Pour bien comprendre cette crise, revenons brièvement sur l'organisation de l'architecture en santé mondiale. Celle-ci repose principalement sur l'OMS, qui oeuvre en chef de file des Nations unies en matière de santé mondiale, et sur trois grands fonds verticaux : le Fonds mondial de lutte contre le sida, la tuberculose et le paludisme (FMSTP), la Facilité internationale d'achat de médicaments (Unitaid) et l'Alliance mondiale pour les vaccins et l'immunisation - ou Gavi pour Global Alliance for Vaccines and Immunization.
Cette architecture n'est pas parfaite : elle est fragmentée et comporte certaines redondances. Cependant, elle a produit des résultats. Dans les pays d'intervention du FMSTP, la mortalité combinée liée au sida, à la tuberculose et au paludisme a reculé de 62 %. Depuis 2000, la mortalité des enfants de moins de 5 ans a diminué de 52 % et la mortalité infantile de 40 %.
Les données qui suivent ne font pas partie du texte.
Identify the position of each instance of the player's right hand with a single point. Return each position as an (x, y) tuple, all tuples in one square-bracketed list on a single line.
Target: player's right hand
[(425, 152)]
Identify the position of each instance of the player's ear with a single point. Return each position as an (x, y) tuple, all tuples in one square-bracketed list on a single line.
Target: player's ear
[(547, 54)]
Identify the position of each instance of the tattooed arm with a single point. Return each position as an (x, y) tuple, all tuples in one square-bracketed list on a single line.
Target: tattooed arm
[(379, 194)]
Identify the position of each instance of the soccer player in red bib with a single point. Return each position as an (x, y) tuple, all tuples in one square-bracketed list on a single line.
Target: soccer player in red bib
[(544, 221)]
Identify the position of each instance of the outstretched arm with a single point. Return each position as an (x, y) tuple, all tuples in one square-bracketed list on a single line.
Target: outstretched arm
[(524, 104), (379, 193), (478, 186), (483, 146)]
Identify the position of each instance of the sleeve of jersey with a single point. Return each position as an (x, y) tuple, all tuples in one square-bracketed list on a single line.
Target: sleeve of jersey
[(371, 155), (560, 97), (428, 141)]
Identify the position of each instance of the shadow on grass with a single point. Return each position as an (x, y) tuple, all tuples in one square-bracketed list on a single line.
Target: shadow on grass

Cette architecture est toutefois particulièrement dépendante à l'égard des grands bailleurs étatiques : en 2024, 85 % du financement de la santé mondiale provenait des contributions des États. Cela explique l'affaiblissement considérable de ces organisations, après les baisses des budgets d'aide publique au développement observées dans tous les grands États de l'OCDE. En 2025, l'aide en matière de santé représentait ainsi trois cinquièmes de son niveau de 2022.
Plus préoccupant encore, à cette contraction généralisée s'ajoute une politique américaine d'impérialisme sanitaire. Les États-Unis ont annoncé une baisse massive de leur aide en santé mondiale, à hauteur de 62 %. Cependant, il s'agit d'un retrait en trompe-l'oeil. En effet, les États-Unis reviennent dans le jeu sous une autre forme : celle d'un bilatéralisme plus dur, plus transactionnel, plus conditionnel. Des accords fortement déséquilibrés sont proposés à certains pays bénéficiaires, notamment en Afrique, conditionnant le versement de crédits américains à une captation des données de santé, devenues un actif stratégique.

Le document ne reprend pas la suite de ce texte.